QUO VADIS, AIDA? begins and ends with a close up of Aida, many years apart, her face and hair showing the toll of her journey through the years of the Serbia Bosnia war. These portraits bookend a journey of genocide and frightful frustration, of fierce determination coupled with utter futility.

Aida is a school teacher employed by the UN as an interpreter in east Bosnian town of Srebrenica at the end of the Bosnian war, July 11, 1995.

Negotiations regarding protections are being lost in translation.

Despite Srebrenica being declared a UN safe zone for civilians and citizens, when Bosnian Serb forces overrun the town in July 1995, the outgunned UN troops who requested help from the UN in New York are told those authorized to grant the request are on vacation. For them it is utter frustration. For the population it means absolute annihilation.

Boasting magnificent moustaches but no military might, the UN commanders on the ground are impotent as peace keepers, illustrative of how the UN as a supranational body has obviously passed the point of diminishing returns. The compound harbouring citizens declared enemies of the state by the brutal and bullying Serbs becomes a sales yard for these citizens, lambs awaiting slaughter by the abattoir regime with their policy of ethnic cleansing.

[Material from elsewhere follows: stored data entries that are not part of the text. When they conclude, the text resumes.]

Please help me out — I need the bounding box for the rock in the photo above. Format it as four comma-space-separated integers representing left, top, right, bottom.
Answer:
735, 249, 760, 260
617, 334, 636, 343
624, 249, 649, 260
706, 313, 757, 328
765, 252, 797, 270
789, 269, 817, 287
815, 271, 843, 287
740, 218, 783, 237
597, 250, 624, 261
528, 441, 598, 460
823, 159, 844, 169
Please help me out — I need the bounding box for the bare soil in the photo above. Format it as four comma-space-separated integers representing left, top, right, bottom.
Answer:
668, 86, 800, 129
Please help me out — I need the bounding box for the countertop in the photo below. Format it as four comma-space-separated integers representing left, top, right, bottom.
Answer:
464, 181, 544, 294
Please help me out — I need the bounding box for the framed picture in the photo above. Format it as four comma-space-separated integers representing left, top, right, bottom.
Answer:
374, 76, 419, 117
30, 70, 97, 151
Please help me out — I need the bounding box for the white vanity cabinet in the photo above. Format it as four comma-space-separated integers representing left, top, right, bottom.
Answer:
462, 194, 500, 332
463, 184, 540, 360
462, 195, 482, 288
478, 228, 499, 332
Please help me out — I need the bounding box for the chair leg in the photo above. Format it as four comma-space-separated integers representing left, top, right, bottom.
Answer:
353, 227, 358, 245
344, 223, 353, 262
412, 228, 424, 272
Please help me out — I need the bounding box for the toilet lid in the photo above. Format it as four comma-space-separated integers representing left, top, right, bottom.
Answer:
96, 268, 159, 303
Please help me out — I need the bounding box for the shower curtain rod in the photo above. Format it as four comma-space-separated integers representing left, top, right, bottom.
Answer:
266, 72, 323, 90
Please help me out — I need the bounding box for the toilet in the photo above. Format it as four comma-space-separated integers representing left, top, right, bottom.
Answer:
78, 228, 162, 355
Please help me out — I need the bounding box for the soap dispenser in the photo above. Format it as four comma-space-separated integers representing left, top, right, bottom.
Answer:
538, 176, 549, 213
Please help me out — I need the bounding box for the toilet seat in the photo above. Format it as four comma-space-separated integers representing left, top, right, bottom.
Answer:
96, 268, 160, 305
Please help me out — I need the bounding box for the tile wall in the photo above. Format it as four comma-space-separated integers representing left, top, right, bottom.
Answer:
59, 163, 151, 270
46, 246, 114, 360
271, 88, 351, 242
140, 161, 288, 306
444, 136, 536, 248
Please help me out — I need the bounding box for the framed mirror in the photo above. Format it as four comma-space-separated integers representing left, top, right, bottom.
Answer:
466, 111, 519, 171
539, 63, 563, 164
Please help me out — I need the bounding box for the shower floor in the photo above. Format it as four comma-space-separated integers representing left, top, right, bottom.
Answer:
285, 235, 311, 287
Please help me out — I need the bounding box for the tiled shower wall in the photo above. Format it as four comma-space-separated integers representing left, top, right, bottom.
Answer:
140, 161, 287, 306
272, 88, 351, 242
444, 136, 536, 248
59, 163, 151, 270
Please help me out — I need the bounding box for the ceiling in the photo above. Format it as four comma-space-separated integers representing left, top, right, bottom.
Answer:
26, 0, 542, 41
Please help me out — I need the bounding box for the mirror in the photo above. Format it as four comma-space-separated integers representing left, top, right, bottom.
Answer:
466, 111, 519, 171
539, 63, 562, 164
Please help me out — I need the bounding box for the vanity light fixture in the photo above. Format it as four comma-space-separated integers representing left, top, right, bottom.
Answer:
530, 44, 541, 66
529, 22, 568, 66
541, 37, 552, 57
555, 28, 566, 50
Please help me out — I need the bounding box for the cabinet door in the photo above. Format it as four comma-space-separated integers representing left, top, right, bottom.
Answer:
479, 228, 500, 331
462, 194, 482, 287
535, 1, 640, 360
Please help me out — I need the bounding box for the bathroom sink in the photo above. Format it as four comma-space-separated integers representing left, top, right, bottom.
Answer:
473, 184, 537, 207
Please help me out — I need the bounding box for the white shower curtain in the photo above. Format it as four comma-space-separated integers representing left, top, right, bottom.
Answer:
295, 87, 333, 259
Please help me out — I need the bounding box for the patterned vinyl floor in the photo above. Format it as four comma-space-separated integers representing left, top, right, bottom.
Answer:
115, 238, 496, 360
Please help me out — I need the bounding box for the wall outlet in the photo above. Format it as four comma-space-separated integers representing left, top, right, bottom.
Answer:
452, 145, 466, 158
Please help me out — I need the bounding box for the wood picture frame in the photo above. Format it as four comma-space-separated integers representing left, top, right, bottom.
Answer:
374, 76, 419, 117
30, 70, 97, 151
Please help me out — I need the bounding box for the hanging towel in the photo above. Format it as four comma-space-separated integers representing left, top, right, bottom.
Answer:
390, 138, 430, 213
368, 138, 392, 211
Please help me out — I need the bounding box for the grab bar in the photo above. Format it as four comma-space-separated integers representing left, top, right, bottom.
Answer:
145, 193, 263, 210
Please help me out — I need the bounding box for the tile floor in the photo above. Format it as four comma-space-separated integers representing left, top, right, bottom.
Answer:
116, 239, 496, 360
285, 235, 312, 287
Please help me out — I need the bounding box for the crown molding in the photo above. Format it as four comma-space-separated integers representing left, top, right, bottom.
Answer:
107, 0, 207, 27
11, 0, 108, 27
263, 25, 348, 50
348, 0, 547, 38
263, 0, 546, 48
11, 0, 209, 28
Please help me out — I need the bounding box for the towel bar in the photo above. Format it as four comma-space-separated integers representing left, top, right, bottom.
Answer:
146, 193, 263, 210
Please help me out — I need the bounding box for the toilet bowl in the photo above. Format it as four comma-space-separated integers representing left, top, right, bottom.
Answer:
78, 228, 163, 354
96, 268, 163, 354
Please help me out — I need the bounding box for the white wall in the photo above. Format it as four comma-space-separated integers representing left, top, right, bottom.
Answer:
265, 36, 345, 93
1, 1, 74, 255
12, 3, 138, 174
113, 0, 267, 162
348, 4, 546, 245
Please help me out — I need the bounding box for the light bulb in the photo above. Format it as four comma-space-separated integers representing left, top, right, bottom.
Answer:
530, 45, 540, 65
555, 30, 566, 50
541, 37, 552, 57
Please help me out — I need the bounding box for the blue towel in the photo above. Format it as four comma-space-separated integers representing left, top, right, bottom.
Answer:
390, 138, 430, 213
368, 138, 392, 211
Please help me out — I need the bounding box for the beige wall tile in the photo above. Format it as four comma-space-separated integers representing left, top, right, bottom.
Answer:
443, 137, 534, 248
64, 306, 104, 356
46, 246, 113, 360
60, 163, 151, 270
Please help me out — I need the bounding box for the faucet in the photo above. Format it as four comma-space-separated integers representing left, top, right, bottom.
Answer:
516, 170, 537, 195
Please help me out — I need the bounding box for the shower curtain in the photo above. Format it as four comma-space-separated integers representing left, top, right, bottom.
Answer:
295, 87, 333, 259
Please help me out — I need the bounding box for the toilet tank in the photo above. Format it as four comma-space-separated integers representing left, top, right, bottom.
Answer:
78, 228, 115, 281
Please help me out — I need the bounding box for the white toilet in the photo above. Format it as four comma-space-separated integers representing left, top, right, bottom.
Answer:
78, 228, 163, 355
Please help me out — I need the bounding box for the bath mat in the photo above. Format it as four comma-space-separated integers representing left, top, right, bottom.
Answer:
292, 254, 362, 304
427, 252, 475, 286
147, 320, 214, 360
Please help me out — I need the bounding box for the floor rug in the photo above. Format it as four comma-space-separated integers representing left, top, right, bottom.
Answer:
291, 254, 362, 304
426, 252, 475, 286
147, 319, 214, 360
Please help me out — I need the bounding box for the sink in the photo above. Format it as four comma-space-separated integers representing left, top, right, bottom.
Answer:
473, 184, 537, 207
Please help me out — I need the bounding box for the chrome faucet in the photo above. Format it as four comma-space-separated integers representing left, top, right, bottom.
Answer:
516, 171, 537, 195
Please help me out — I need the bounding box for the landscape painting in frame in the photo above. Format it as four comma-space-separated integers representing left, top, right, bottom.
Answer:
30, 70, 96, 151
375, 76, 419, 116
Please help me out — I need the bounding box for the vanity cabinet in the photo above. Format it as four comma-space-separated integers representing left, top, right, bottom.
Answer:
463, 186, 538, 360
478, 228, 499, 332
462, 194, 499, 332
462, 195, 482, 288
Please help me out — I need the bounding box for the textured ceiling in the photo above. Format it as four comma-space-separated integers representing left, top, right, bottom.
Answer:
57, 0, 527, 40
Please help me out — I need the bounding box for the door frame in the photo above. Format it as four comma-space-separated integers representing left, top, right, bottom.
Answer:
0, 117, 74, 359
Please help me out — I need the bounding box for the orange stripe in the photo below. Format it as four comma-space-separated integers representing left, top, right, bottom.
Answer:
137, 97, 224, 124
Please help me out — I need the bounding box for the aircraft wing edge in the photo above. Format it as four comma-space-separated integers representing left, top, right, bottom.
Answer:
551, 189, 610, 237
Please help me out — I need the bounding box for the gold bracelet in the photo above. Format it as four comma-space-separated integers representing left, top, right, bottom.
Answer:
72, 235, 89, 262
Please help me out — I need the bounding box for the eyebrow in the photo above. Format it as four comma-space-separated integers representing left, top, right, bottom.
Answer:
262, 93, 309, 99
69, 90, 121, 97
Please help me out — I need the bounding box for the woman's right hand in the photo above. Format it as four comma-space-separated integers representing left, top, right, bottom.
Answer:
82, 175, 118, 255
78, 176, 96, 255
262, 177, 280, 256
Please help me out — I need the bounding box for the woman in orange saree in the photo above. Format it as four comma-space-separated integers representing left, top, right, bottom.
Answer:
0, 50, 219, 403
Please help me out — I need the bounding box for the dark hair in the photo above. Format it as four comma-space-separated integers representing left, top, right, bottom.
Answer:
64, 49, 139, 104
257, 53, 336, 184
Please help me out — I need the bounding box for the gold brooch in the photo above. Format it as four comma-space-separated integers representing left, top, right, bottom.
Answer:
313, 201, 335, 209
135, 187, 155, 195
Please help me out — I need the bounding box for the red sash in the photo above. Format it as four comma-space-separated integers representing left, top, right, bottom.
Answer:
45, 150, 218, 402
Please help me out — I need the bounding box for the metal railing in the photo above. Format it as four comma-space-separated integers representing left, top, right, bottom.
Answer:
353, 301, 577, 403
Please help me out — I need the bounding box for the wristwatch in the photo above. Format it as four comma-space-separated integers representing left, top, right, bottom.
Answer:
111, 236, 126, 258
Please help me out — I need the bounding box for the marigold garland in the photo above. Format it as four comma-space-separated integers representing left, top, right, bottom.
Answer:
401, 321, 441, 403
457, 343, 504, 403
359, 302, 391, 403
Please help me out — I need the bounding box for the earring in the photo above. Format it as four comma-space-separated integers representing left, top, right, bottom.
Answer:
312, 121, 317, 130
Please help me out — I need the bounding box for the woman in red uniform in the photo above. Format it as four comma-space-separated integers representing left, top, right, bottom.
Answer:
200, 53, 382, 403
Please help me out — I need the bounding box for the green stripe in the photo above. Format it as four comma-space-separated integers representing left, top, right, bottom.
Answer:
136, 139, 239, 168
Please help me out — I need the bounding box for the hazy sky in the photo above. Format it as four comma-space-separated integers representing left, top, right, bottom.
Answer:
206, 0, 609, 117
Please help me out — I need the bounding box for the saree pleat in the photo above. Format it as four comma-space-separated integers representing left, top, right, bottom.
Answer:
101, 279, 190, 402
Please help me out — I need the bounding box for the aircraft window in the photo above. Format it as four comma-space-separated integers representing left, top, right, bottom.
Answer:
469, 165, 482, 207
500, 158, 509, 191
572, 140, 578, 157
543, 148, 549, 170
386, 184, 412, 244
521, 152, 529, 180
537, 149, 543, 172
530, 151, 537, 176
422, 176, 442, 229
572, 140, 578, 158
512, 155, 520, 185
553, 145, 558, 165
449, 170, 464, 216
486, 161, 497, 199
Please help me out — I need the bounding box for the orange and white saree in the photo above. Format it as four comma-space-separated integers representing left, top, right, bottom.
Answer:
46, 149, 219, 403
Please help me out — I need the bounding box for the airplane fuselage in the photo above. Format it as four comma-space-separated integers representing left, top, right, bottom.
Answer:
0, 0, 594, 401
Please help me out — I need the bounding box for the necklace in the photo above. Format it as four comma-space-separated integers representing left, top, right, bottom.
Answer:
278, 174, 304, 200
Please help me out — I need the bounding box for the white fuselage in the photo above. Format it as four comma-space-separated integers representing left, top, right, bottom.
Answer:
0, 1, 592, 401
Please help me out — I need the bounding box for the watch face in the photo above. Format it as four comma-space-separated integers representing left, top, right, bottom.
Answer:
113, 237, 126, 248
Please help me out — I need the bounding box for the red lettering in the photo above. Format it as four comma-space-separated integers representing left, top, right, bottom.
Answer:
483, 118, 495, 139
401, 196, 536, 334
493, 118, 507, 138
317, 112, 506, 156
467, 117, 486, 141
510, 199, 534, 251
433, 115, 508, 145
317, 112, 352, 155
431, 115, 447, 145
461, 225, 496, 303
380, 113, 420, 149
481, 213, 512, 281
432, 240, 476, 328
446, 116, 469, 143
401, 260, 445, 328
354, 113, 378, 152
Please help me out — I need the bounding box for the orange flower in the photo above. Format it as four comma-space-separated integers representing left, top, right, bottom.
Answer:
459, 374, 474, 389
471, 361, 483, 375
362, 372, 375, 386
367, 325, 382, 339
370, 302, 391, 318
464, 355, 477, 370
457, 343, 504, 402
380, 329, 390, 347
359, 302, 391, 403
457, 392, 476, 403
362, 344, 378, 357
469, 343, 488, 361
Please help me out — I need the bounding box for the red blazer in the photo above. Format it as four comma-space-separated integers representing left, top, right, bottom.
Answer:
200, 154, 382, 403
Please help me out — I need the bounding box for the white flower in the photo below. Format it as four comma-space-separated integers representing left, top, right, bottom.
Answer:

Desperate to secure her husband and two sons safety, Aida implores her employers to grant them documentation, a request denied. One is instantly reminded of translators hung out to dry after Australia’s withdrawal from Afghanistan.

Written and directed by Sarajevo born Jasmila Zbanic, QUO VADIS, AIDA? is a powerful and harrowing film, anchored by an astonishing central performance by Jasna Djuricic as Aida. Aspects of the film may remind audiences of Sophie’s Choice.

QUO VADIS, AIDA? – the title is a question. Where to? Though the film is about desperation and despair, it is also hopeful. The systematic execution of over 8,000 residents is a huge trauma for all Bosnians. More than 25 years later, 1700 people are still missing. Closure is necessary for proper healing but openness is just as important. Aida profession as a teacher offers some hope that future generations will be educated in more civil ways to deal with conflict and that the porous borders of partition will be destined for the dustbin of history.